Darcy: First, I would advise them to carefully watch their diet in order to maintain a healthy body weight. Metabolism naturally slows with aging (although we are not sure why) and it is more difficult to lose weight once your metabolism slows. Restrict calories if some weight loss is needed. Then, adding an exercise regimen is important. Not particularly for weight loss, but to maintain a healthy weight and also to maintain muscle mass, which we know declines with aging.
SNI: What effect does weight cycling (i.e. repeated weight gain/weight loss) on body composition, metabolic rate, and health?

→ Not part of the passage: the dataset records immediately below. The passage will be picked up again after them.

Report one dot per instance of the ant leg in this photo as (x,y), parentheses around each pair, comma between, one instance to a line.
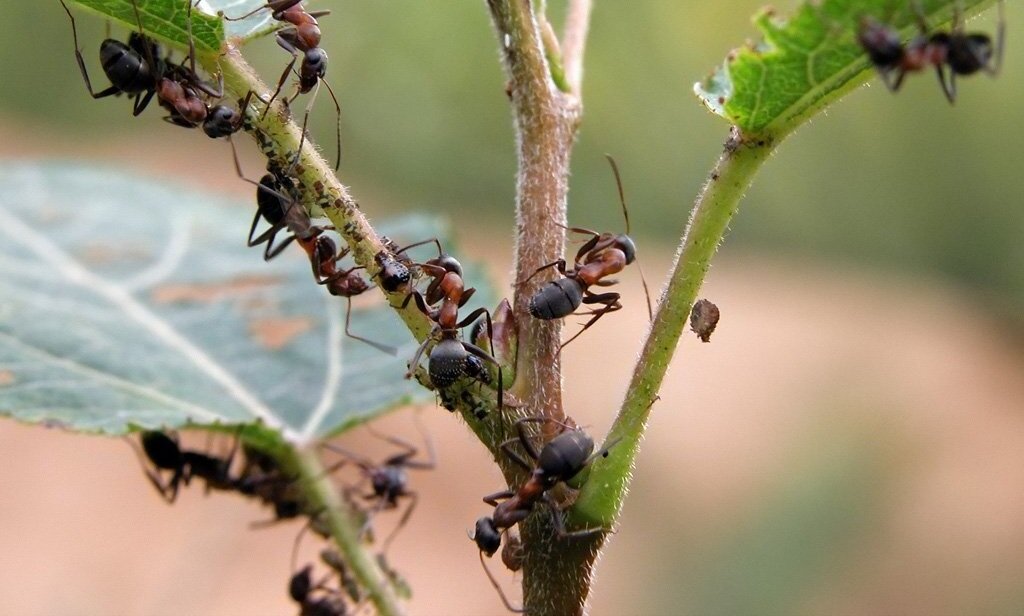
(141,102)
(168,491)
(1000,36)
(424,243)
(337,108)
(493,499)
(284,76)
(380,347)
(81,61)
(560,264)
(498,587)
(414,498)
(419,352)
(610,301)
(948,86)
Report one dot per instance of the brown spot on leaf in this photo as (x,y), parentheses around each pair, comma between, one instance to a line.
(211,292)
(276,333)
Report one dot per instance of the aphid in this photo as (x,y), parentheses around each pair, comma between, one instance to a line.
(704,318)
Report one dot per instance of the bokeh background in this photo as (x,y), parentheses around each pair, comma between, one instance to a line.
(851,442)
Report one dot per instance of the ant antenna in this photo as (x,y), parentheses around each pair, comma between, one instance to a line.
(626,215)
(501,592)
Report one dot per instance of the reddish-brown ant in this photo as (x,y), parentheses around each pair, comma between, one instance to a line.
(389,480)
(601,256)
(964,53)
(451,358)
(302,37)
(324,257)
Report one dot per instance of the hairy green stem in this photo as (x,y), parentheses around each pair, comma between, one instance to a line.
(601,496)
(346,529)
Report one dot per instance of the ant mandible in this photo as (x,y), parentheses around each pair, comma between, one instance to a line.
(601,256)
(389,480)
(964,53)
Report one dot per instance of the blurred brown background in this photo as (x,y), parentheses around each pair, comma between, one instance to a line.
(851,442)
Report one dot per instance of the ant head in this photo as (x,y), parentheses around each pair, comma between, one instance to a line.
(301,584)
(314,64)
(968,54)
(162,450)
(565,455)
(486,536)
(449,262)
(881,42)
(221,121)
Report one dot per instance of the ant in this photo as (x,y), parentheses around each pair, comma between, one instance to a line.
(389,480)
(964,53)
(601,256)
(136,68)
(560,459)
(324,257)
(302,37)
(451,358)
(301,587)
(165,453)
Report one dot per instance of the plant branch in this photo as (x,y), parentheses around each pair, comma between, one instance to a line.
(573,42)
(601,496)
(545,121)
(346,529)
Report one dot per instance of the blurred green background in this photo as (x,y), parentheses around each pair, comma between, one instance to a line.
(902,186)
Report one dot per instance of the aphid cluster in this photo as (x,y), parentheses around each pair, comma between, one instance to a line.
(962,52)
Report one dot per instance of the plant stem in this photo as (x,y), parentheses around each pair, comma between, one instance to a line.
(601,496)
(346,529)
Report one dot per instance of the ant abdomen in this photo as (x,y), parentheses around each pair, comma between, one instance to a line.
(565,454)
(556,299)
(449,361)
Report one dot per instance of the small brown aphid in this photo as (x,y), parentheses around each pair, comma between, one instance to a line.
(704,317)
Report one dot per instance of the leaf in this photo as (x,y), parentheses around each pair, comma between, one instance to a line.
(167,20)
(808,61)
(129,304)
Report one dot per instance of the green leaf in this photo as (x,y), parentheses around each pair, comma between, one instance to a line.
(167,20)
(808,61)
(129,304)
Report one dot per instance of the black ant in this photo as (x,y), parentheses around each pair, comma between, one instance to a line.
(601,256)
(301,588)
(302,37)
(451,358)
(165,453)
(560,459)
(389,479)
(136,68)
(964,53)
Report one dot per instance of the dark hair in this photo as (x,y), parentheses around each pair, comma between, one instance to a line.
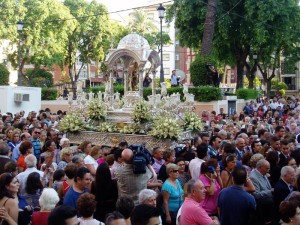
(125,206)
(117,154)
(24,147)
(5,179)
(228,148)
(296,155)
(70,170)
(288,209)
(205,165)
(81,173)
(47,145)
(4,148)
(261,132)
(86,204)
(239,175)
(103,180)
(33,183)
(60,214)
(246,158)
(228,158)
(58,174)
(123,144)
(10,167)
(110,217)
(278,128)
(272,158)
(202,150)
(212,139)
(141,214)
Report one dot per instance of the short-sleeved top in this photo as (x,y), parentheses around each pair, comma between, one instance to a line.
(40,218)
(89,160)
(235,205)
(21,162)
(71,197)
(175,198)
(209,203)
(193,214)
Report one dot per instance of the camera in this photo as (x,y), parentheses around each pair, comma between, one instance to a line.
(211,169)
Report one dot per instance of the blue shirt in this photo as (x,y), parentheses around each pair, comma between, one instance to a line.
(175,198)
(36,148)
(71,197)
(235,205)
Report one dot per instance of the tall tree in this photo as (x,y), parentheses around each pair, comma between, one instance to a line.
(242,28)
(89,39)
(46,24)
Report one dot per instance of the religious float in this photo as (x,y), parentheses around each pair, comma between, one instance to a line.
(106,118)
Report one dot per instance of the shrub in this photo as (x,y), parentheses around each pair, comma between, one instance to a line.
(207,93)
(202,93)
(4,75)
(198,70)
(49,93)
(244,93)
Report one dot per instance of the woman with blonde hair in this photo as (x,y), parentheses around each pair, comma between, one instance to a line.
(14,139)
(172,195)
(66,155)
(48,200)
(91,159)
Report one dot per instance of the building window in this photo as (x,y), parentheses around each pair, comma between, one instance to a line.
(150,16)
(166,71)
(166,57)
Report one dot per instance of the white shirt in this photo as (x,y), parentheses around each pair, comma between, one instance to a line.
(194,167)
(89,160)
(22,177)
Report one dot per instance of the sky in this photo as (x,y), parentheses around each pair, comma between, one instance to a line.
(117,5)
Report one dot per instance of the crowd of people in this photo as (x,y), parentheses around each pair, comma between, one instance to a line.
(241,169)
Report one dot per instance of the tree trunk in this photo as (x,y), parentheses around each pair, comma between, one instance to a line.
(239,74)
(209,27)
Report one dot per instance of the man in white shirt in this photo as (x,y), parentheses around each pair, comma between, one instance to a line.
(195,164)
(30,161)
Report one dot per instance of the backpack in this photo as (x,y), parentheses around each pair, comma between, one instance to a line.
(141,158)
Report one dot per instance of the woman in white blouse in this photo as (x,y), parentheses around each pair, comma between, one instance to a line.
(91,159)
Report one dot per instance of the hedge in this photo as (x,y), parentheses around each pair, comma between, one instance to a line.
(244,93)
(202,93)
(49,93)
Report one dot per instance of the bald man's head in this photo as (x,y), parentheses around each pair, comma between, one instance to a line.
(127,156)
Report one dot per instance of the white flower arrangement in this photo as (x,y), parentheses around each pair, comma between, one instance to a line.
(130,129)
(96,110)
(72,122)
(192,121)
(106,127)
(166,127)
(141,112)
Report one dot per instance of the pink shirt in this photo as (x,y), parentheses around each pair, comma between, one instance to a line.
(193,214)
(210,201)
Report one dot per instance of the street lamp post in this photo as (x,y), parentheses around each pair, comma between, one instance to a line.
(161,13)
(20,28)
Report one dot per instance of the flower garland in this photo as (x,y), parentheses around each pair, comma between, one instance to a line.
(106,127)
(192,121)
(72,122)
(166,127)
(141,112)
(130,129)
(96,110)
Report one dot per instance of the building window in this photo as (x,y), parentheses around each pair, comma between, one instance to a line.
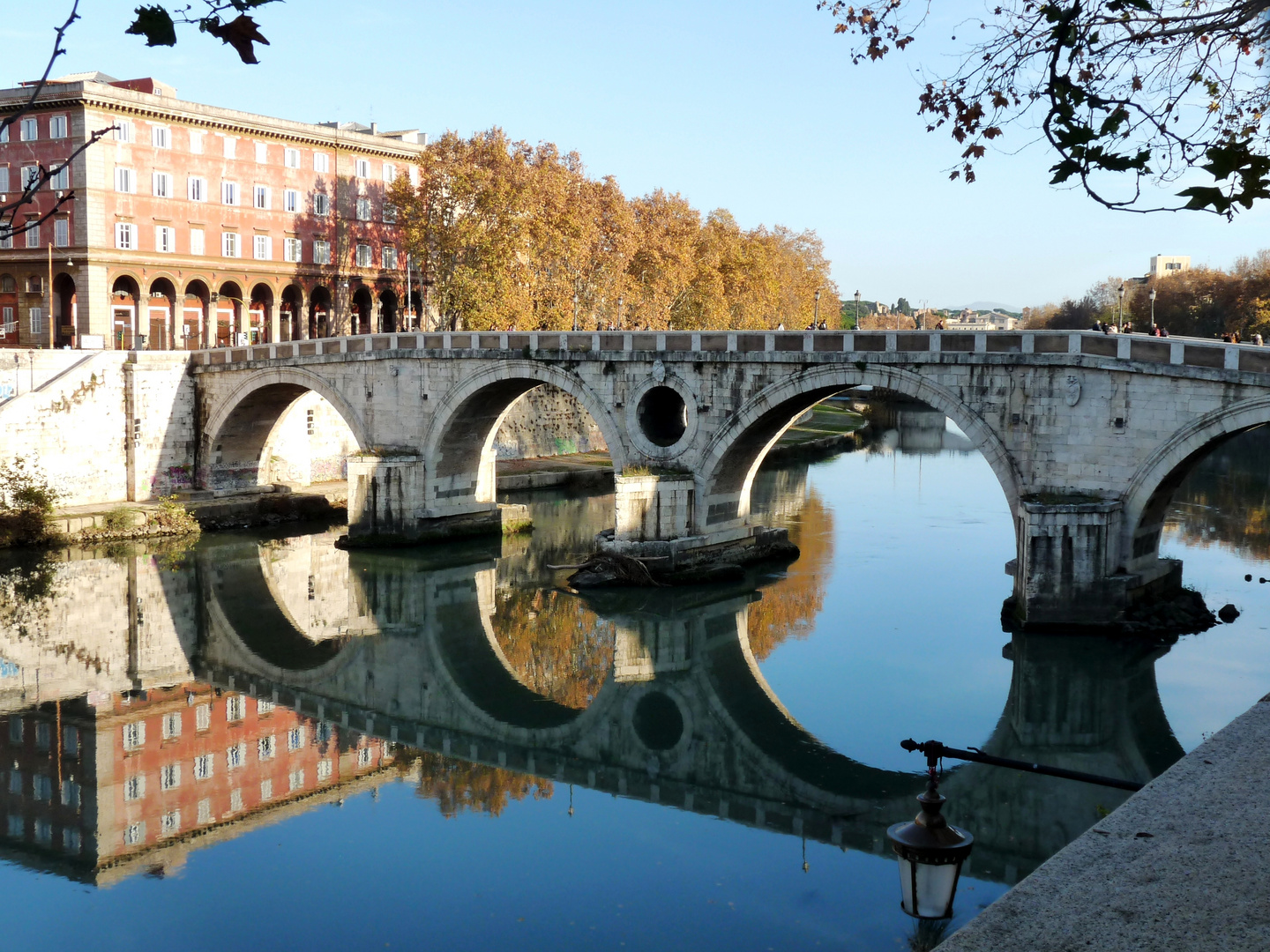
(170,822)
(204,766)
(165,242)
(133,735)
(170,723)
(135,787)
(72,842)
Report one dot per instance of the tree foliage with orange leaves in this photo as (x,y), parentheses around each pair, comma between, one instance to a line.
(519,236)
(790,606)
(460,786)
(557,646)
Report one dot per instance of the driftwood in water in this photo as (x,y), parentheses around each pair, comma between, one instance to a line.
(609,570)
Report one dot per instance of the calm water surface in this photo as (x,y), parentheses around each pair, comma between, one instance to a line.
(265,740)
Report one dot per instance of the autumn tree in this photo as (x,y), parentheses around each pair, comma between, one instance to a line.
(519,236)
(1124,92)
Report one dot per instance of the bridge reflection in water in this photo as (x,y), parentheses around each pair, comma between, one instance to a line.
(156,704)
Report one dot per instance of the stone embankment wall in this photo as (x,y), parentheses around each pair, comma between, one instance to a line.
(106,427)
(117,427)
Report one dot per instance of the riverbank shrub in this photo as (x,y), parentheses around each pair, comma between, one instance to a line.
(26,505)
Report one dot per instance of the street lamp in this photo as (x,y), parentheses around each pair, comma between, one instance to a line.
(931,853)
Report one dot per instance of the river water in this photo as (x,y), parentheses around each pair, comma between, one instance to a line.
(265,741)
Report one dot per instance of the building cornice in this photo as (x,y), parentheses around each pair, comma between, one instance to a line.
(100,95)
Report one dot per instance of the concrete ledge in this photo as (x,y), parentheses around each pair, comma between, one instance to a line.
(1184,865)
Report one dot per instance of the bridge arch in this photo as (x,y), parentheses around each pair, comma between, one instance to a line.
(460,442)
(735,453)
(1152,487)
(240,424)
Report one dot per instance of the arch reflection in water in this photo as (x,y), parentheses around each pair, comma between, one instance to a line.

Darcy: Weight cycling can be very detrimental to one’s health. Many adaptations occur during weight loss. Fat mass is reduced but so is lean muscle mass. Metabolic rate drops. Hormone concentrations change. All of the changes occur in effort to conserve energy, a very important process during times when energy (food) was scarce. There is recent evidence that suggests that these adaptations persist beyond the immediate weight loss phase, that is, you do not come back to ‘baseline’. This increases the risk for weight re-gain, and unfortunately, the same adaptive responses are not as strong during weight gain. In other words, your body does not defend against weight gain like it does for weight loss. After the weight re-gain, it is probably more difficult to get the weight off because your metabolism did not completely return to normal after the initial weight loss, and you would likely have to restrict calories even more or add extra exercise in order to create the necessary energy deficit.
About Dr. Darcy Johannsen
I completed my Bachelor’s and Master’s of Science degrees in Human Nutrition from South Dakota State University. I completed a clinical dietetics internship at Hurley Medical Center in Flint, MI. I then worked as a clinical dietitian for several years before obtaining my PhD in Nutritional Sciences from Iowa State University. For my dissertation work I studied protein metabolism in elderly subjects and also investigated postural allocation and components of energy expenditure in lean and obese women. I then went on to do a postdoctoral fellowship under the guidance of Dr. Eric Ravussin, where I focused on energy metabolism in aging and obesity. Currently I am an Assistant Professor of Skeletal Muscle Physiology. My studies center on how mitochondrial function changes with weight gain or loss and during aging, and how these changes influence energy metabolism.